The intent is to check just the contract-pair of an "entry point" and final overrider, and there is no checking of a chain of contracts in the hierarchy of intermediate classes that are bases of the class of the final overrider and inherit the class of the "entry point". The reason for this is three-fold:

Let's go straight into an illustrating example:

 // Example 2.1:
struct Vehicle
{
      virtual void drive(int speed) pre(speed_within_limit(speed)); // #2.1.1
};

struct MotorVehicle : Vehicle
{
      bool engineRunning = false;
      void drive(int speed) pre(engineRunning) override; // #2.1.2
};

void use1(Vehicle* veh)
{
      veh->drive(80); // #2.1.3
}

void use2()
{
      MotorVehicle mv;
      use1(&mv);
      mv.drive(400); // #2.1.4
}

So, the intent is that the use at #2.1.3 checks both the contract at #2.1.1 and the contract at #2.1.2. In other words, it's a virtual call, it dispatches to #2.1.2, but since it was called via the virtual call mechanism, it also checks the base contract.

The use at #2.1.4 is still conceptually a call using the virtual dispatch mechanism, but it checks only the contract at #2.1.2. It's not a direct call of that function, but since the type used for the call is the same as the type the overrider is a member of, or in other words, the static and the dynamic type are the same, there's effectively just one contract to check.

Okay then.

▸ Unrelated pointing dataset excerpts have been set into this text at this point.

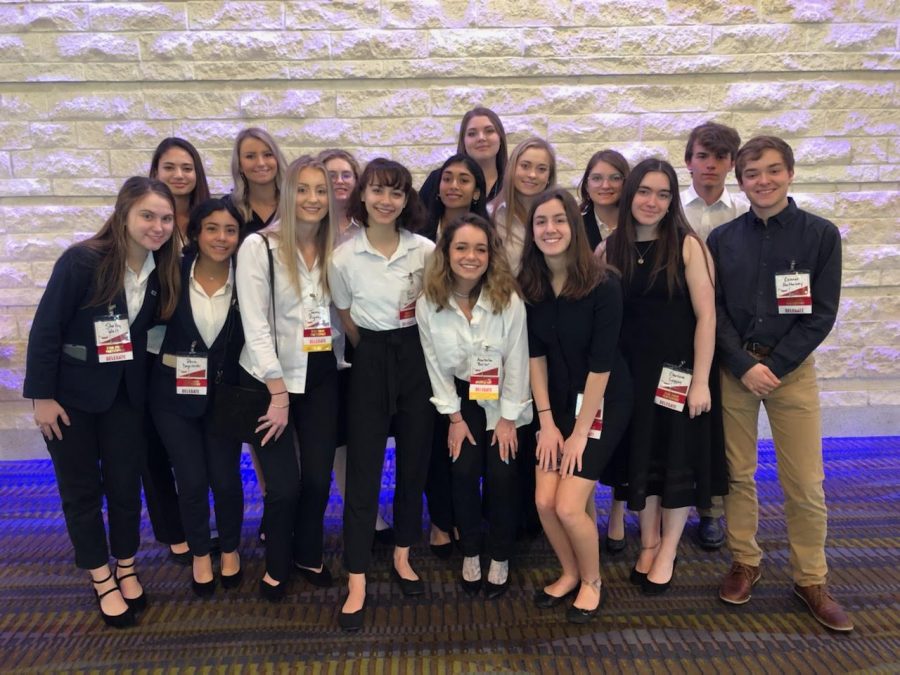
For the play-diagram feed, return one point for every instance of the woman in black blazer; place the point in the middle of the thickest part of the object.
(86, 374)
(203, 340)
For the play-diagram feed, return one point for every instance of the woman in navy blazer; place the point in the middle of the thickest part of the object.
(86, 374)
(203, 340)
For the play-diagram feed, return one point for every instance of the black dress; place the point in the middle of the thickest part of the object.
(665, 452)
(578, 337)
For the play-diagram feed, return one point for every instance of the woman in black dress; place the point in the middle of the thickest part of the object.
(580, 385)
(674, 448)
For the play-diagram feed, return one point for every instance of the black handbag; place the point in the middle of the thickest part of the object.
(235, 409)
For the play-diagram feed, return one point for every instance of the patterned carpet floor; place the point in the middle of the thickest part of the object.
(49, 621)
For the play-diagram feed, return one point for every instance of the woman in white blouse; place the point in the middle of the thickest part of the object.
(472, 326)
(288, 350)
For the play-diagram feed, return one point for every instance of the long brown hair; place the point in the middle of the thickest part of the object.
(583, 270)
(671, 230)
(111, 245)
(497, 282)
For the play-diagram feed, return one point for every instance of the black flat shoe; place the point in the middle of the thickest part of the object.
(385, 537)
(471, 588)
(140, 602)
(321, 579)
(233, 580)
(203, 589)
(408, 586)
(614, 545)
(352, 622)
(123, 620)
(271, 593)
(494, 591)
(544, 600)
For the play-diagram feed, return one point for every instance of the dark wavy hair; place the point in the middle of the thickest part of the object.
(584, 269)
(393, 175)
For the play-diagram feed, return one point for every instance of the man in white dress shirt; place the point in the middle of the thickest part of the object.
(709, 156)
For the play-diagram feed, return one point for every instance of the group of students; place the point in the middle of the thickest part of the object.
(520, 349)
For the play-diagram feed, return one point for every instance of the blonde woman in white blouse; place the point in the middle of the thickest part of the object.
(472, 327)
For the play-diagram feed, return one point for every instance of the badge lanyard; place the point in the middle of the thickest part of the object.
(674, 382)
(191, 372)
(113, 335)
(793, 292)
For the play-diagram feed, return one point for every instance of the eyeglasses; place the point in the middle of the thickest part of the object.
(345, 176)
(612, 179)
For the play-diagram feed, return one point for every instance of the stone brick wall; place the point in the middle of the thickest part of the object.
(87, 89)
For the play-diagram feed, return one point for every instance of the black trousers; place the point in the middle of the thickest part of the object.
(501, 481)
(297, 487)
(100, 455)
(438, 484)
(160, 492)
(389, 391)
(204, 461)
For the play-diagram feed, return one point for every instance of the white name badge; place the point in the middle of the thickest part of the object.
(484, 382)
(191, 374)
(671, 392)
(793, 292)
(597, 424)
(316, 328)
(407, 313)
(113, 337)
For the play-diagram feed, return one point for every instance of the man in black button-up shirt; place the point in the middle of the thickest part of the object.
(778, 280)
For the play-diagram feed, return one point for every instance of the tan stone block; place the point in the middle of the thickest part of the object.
(235, 15)
(379, 44)
(166, 104)
(427, 14)
(474, 42)
(710, 12)
(44, 17)
(138, 16)
(665, 40)
(98, 106)
(332, 15)
(291, 103)
(619, 12)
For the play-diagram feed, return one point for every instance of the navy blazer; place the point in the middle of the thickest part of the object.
(181, 332)
(61, 361)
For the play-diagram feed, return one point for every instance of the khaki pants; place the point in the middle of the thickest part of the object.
(795, 418)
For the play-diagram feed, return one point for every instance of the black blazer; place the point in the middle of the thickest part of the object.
(181, 331)
(61, 361)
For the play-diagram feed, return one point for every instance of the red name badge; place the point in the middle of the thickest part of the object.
(484, 382)
(671, 392)
(113, 337)
(597, 423)
(793, 292)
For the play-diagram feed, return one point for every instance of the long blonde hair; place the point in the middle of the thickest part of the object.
(285, 228)
(241, 194)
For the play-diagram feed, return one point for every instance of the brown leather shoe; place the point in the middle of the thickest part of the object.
(824, 608)
(738, 583)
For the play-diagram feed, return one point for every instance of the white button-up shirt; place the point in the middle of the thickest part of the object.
(259, 357)
(210, 311)
(450, 342)
(703, 218)
(373, 286)
(136, 287)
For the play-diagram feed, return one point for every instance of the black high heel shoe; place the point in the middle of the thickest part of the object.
(140, 602)
(123, 620)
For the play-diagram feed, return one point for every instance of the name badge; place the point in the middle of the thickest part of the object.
(484, 382)
(597, 424)
(671, 392)
(191, 374)
(113, 336)
(793, 292)
(408, 297)
(316, 327)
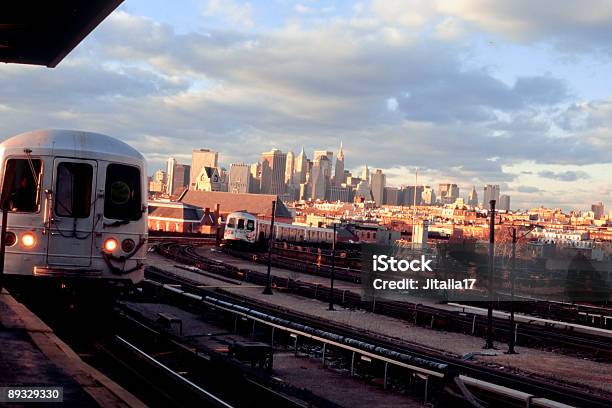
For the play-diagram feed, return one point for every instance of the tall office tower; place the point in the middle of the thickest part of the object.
(326, 164)
(170, 164)
(180, 178)
(320, 180)
(473, 197)
(339, 168)
(363, 191)
(300, 168)
(448, 193)
(504, 203)
(598, 210)
(491, 192)
(239, 178)
(378, 187)
(420, 232)
(391, 196)
(290, 168)
(201, 158)
(428, 196)
(273, 165)
(365, 175)
(407, 195)
(255, 178)
(160, 176)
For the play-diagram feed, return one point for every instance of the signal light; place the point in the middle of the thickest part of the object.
(128, 245)
(28, 240)
(110, 245)
(10, 238)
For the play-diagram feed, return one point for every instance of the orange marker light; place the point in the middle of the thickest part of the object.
(110, 245)
(28, 240)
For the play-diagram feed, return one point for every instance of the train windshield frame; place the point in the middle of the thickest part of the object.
(123, 195)
(21, 185)
(73, 190)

Let's add more layers:

 // Example 2.2:
struct Vehicle
{
      virtual void drive(int speed) pre(speed_within_limit(speed)); // #2.2.1
};

struct WheeledVehicle : Vehicle
{
      bool tiresSufficientlyInflated = false;
      void drive(int speed) pre(tiresSufficientlyInflated) override; // #2.2.2
};

struct MotorVehicle : WheeledVehicle
{
      bool engineRunning = false;
      void drive(int speed) pre(engineRunning) override; // #2.2.3
};

void use1(Vehicle* veh)
{
      veh->drive(80); // #2.2.4
}

void use2()
{
      MotorVehicle mv;
      use1(&mv);
      mv.drive(400); // #2.2.5
}

The intent is that the use at #2.2.4 checks the contract at #2.2.1 and the contract at #2.2.3. In other words, it's a virtual call, it dispatches to #2.2.3, but since it was called via the virtual call mechanism, it also checks the base contract of the type used for the call.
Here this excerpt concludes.